Temporally Coherent Modeling of Tropical Cyclone Compound Flooding for Reliable Coastal Hazard Estimation
Abstract. Tropical-cyclone-induced coastal flooding results from the combined action of multiple interdependent processes, whose temporal phasing and magnitude govern the severity of inundation. Conventional statistical frameworks typically model these processes using static event maxima, neglecting their temporal evolution and implicitly forcing co-occurrence of component extremes, which can lead to biased or physically inconsistent design-level estimates. To address this limitation, this study applies the Multivariate Spatio-Temporal Maxima with Temporal Exposure (MSTM-TE) framework, which explicitly embeds temporal coherence in the simulation of compound extremes.
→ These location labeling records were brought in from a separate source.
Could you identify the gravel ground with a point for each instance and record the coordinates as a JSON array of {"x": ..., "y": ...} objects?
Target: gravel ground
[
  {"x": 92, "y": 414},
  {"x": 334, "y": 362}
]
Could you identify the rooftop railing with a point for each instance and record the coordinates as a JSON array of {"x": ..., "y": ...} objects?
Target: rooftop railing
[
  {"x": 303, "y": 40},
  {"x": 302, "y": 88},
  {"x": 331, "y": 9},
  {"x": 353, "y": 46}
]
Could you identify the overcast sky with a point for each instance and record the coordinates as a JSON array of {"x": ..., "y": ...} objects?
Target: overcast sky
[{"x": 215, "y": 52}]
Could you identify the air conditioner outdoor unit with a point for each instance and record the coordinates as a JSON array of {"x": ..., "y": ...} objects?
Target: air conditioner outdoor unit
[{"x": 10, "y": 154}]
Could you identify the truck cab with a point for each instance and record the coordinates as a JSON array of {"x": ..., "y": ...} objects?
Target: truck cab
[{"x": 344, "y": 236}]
The framework is applied to a long-term tropical cyclone dataset for Guadeloupe in the French Antilles, reconstructing time series of significant wave height, peak wave period, and sea surface height to generate physically consistent synthetic storm events. From these simulations, total water level (TWL) is computed as the sum of sea surface height and wave run-up, providing an integrated metric of coastal flooding hazard.
Results show that MSTM-TE reduces bias and ensemble variance in TWL return-level estimation relative to conventional multivariate and location-specific approaches, highlighting the importance of preserving intra-storm temporal structure. The reconstructed storm evolutions reveal systematic temporal alignment between peaks in TWL and a compound wave-energy variable, indicating that wave-induced run-up dominates design-level flooding in the study domain. These findings establish MSTM-TE as a physics-informed statistical framework that bridges data efficiency, spatio-temporal realism, and methodological efficiency, offering a robust pathway for compound coastal flood risk assessment under limited observational data.